Bu kampanyayı Orman Bakanlığı ile müşterek yapıyoruz. Birinci yıl Orman Bakanlığı'nın mevcut kadroları bu hizmeti yapacak, biz de Tema Vakfı olarak maddi olanakları sağlayacağız ve toplumsal bilinci oluşturmaya gayret edeceğiz. İkinci İstiklal Savaşı olarak adlandırdığımız erozyonla mücadele, bir meydan muharebesi. Bunu öyle algılayacağız. Toplumu o yönde bilinçlendirmeye, şartlandırmaya gayret edeceğiz. Meşenin şarkısı bile var, ekipler onu söyleyecek. 14 Ekim'de Sayın Cumhurbaşkanımızın kendi talebiyle,(ülkenin inandırılması ve işin ehemmiyetini göstermek için) ilk meşe palamudu Çankaya Köşkü'ne dikilecek. Yabancı misafirler de olacak. Bu bayrama herkes katılsın."
KAMPANYADAN ÖZEL NOTLAR,
** Kampanyaya en az 9 adet tohum için 1.000.000 TL. ve katları yatırılarak katılabiliniyor.
** Katılımcı firmalar, en az 5 milyar TL. katılımla Bronz Meşe Sertifikası, 10 milyar TL. katılımla, Gümüş Meşe Sertifikası, 15 milyar katılımla Altın Meşe Sertifikası sahibi olacak.

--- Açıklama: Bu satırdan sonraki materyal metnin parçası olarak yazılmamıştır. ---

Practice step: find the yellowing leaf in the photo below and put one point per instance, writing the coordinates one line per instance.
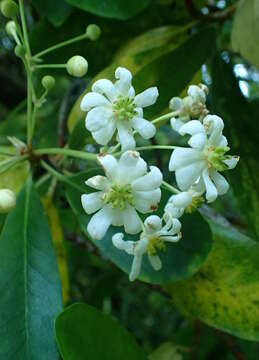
(58, 241)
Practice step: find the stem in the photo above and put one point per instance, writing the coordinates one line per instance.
(9, 163)
(58, 46)
(170, 188)
(24, 28)
(29, 109)
(59, 176)
(66, 152)
(51, 66)
(164, 117)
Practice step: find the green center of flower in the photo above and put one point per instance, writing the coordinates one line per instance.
(197, 201)
(216, 156)
(124, 108)
(119, 196)
(155, 244)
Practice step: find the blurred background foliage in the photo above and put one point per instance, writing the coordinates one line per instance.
(172, 43)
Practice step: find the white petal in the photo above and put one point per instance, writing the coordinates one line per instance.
(184, 156)
(93, 99)
(109, 164)
(97, 118)
(132, 223)
(232, 162)
(148, 182)
(136, 267)
(147, 97)
(181, 200)
(220, 182)
(173, 211)
(176, 103)
(123, 85)
(211, 190)
(104, 135)
(176, 124)
(98, 182)
(100, 223)
(125, 136)
(92, 202)
(153, 224)
(188, 175)
(198, 141)
(147, 201)
(192, 127)
(105, 87)
(131, 166)
(144, 127)
(155, 262)
(131, 92)
(119, 243)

TEMA VAKFI MEŞE KAMPANYASI HESAP NUMARALARI
Etibank Mecidiyeköy Şubesi :24232-351
Ziraat Bankası Levent Şubesi:4000-2
Halkbank Beyoğlu Şubesi :66000
Demirbank Merkez Şubesi :706-0120412-282
Alternatifbank Merkez Şubesi:59283
Meşe Palamudu Ekim Hattı:
Tel: 0 212 284 80 00/ 268 39 94 Fax: 0 212 284 80 09
HAYRETTİN KARACA: "TURKEY IS RAPIDLY MOVING TOWARDS FAMINE, POVERTY AND DESERTIFICATION"

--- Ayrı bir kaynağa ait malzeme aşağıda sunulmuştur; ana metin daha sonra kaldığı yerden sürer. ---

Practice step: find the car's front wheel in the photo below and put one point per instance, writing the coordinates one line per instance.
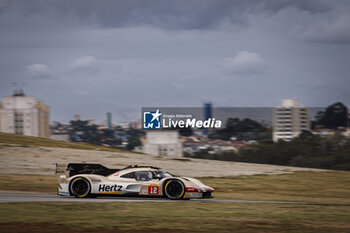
(80, 187)
(174, 189)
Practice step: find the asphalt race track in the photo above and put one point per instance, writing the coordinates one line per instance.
(25, 197)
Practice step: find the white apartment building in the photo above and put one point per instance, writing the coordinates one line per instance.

Hayrettin KARACA, President of TEMA (Turkish Foundation for the Fight Against Erosion for Forestation and the Protection of Natural Resources). Gave information about TEMA's acorn plantation project, the largest forestation project in Turkish history. Turkey has 18.000 oaks, this social movement envisages planting 10 billion acorns all over the country. There are different kinds of acorns to fit a variety of micro-climates. TEMA will provide the financial resources for and aim at increasing social awareness about this project also supported by the Ministry of Forestry. The fight against erosion, also called the Second Liberation War, will be started by planting an acorn at the Presidential Residence on the 14th of October with a ceremony attended by President DEMİREL and foreign guests amongst others. KARAC said that the Western world gained power by depleting natural resources thus making the word uninhabitable. 20% of the world's population uses 80% of its natural resources. The consumption based systems have failed to keep their promises of happiness and welfare, mostly due to the fact that the human and spiritual factors have been ignored. A new system of sharing needs to be established by increasing social awareness, setting clear goas and adopting a step by step approach in achieving those goals. The genetic structure of the Turkish people is the element KARACA trusts most in solving the problems the country is faced with.